Outage Log

5th May 2014

The running guests were shut down (cleanly) at approximately 8AM to allow the replacement of a failed hard drive.

At this point the system had an uptime of over 1000 days, so the timing was unfortunate.

7th October 2011

Joey got in touch to say his guest was "acting weird". I saw from the serial console the host machine was spamming the following message multiple times a second:

ICMPv6 ND: ndisc_build_skb() failed to allocate an skb, err=-11

Stopping all guests and restarting them "cured" it. Will keep an eye out.

12th January 2010

System accidentally rebooted by Steve, who was not paying attention to which window he typed "halt" into. I've installed molly-guard now.

19th December 2009

The same OOM problem again. Even on 2.6.27.41 kernel and newer kvm we had OOM. I've now bumped forward to the 2.6.32 kernel release and disabled the use of VNC.

10th December 2009

The same OOM condition occurred ahead of my planned reboot for tomorrow.

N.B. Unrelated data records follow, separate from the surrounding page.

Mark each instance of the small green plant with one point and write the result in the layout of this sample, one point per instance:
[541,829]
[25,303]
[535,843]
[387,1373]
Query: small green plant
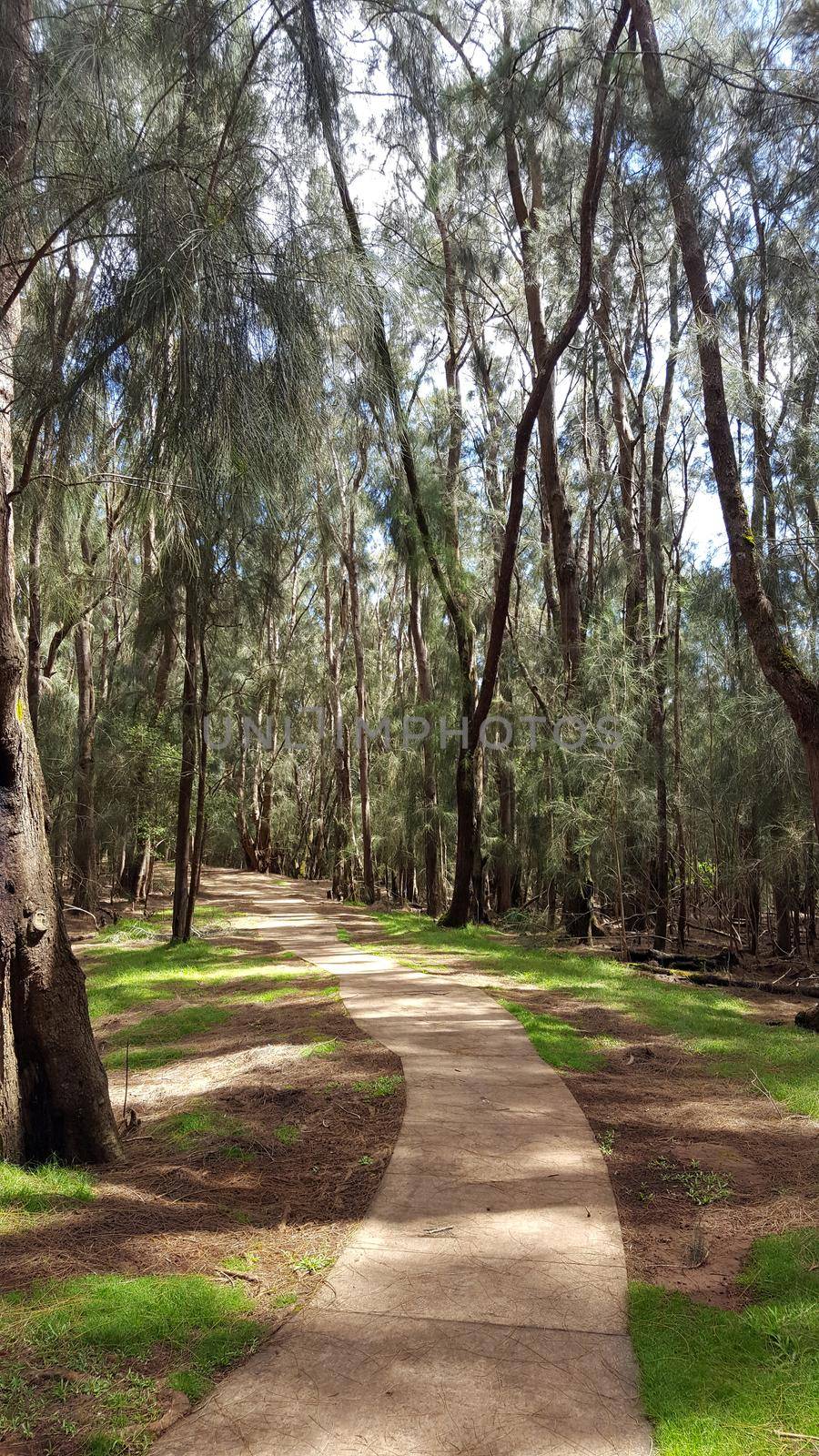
[203,1125]
[288,1135]
[322,1047]
[387,1085]
[698,1184]
[241,1263]
[719,1382]
[312,1263]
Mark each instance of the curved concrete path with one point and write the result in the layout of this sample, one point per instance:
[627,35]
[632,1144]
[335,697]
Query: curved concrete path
[480,1308]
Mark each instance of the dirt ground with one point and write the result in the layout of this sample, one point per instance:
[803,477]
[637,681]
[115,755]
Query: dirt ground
[654,1104]
[663,1106]
[235,1201]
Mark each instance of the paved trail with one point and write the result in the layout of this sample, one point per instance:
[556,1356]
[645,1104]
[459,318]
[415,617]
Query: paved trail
[480,1309]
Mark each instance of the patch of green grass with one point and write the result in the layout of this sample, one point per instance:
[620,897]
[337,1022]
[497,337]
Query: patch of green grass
[719,1026]
[150,1041]
[698,1184]
[203,1125]
[321,1047]
[286,1133]
[379,1087]
[121,976]
[43,1188]
[722,1382]
[557,1041]
[99,1327]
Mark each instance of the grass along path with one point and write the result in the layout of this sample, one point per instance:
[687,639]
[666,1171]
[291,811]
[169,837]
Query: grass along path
[738,1380]
[266,1118]
[719,1026]
[736,1383]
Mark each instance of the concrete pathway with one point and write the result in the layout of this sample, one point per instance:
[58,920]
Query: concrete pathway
[480,1308]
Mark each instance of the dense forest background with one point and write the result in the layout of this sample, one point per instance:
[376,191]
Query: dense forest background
[358,366]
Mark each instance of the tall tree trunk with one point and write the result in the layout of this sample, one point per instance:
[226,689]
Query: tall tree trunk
[661,644]
[431,829]
[361,703]
[53,1089]
[34,674]
[187,774]
[777,660]
[86,875]
[343,820]
[201,785]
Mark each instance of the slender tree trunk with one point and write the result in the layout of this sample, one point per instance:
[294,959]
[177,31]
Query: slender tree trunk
[661,645]
[361,703]
[34,676]
[431,829]
[201,784]
[187,774]
[53,1089]
[777,660]
[86,875]
[343,819]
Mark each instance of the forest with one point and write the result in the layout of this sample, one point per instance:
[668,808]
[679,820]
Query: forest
[409,446]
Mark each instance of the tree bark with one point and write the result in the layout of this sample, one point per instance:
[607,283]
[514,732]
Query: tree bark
[187,772]
[53,1088]
[361,703]
[431,873]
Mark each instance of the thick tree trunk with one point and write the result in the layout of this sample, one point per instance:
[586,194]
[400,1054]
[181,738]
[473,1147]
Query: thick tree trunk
[53,1089]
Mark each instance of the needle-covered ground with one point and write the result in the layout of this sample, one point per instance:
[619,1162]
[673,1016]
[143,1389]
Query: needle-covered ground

All guests shut down cleanly and host system rebooted into a more recent kernel + kvm pair. The packages I installed are public.

9th December 2009

The host machine started giving OOM errors, and killing guests.

This was "solved" via a reboot of the host machine. I've also upgraded the version of kvm installed upon the host - in case the OOM was caused by memory leaks in the virtio layer.

As not all guests have been migrated yet I've suspended that until we can see if the problem recurs. All the memory has been passed with memtest already - and it isn't yet obvious what the cause was. Perhaps a leak somewhere.